13.       O patrimônio genético que constituem as sementes e a diversidade cultural associada às variedades locais segue sofrendo uma perda aumentada pelo esquecimento e favorecida pelas grandes empresas dedicadas a sua produção industrial. O conhecimento associado a nossos agricultores maiores se perde pouco a pouco. As leis de patentes atacam o direito do agricultor de produzir e intercambiar suas variedades e aos bancos de germoplasma que deveriam conservar estas variedades são totalmente abandonados. Frente a isto desde Plataforma Rural favorecemos o desenvolvimento de una REDE DE SEMENTES que se preocupasse pela manutenção, conservação e reprodução de esta biodiversidade existente.
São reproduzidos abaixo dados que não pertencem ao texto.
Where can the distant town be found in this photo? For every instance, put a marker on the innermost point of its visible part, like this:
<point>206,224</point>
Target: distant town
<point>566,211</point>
Neste momento sentimos a necessidade de fortalecer este vínculo e consolidar a rede como instrumento de pressão. Para que este processo se consolide vemos necessário em um primeiro lugar centralizar e compartir depois toda a informação sobre os diferentes projetos e grupos locais. Estabelecer uma estratégia de luta política frente ao tramado legal e institucional que impede o desenvolvimento da reprodução, intercâmbio, multiplicação de variedades locai assim como seu registro. A luta contra os direitos de propriedade intelectual que impedem o acesso aos recursos filogenéticos e um trabalho com o agricultor e agricultora sobre tudo das zonas mais isoladas onde ainda se conservam variedades autóctones. Consideramos fundamental estabelecer nexos com os investigadores interessados neste campo.

 

Sem mais e sendo esta nossa convicção damos por concluído o IV Foro por um Meio Rural Vivo. Em El Escorial em 21 de Março de 2004.

 

 

GLOBALIZEMOS A LUTA, GLOBALIZEMOS A ESPERANÇA!!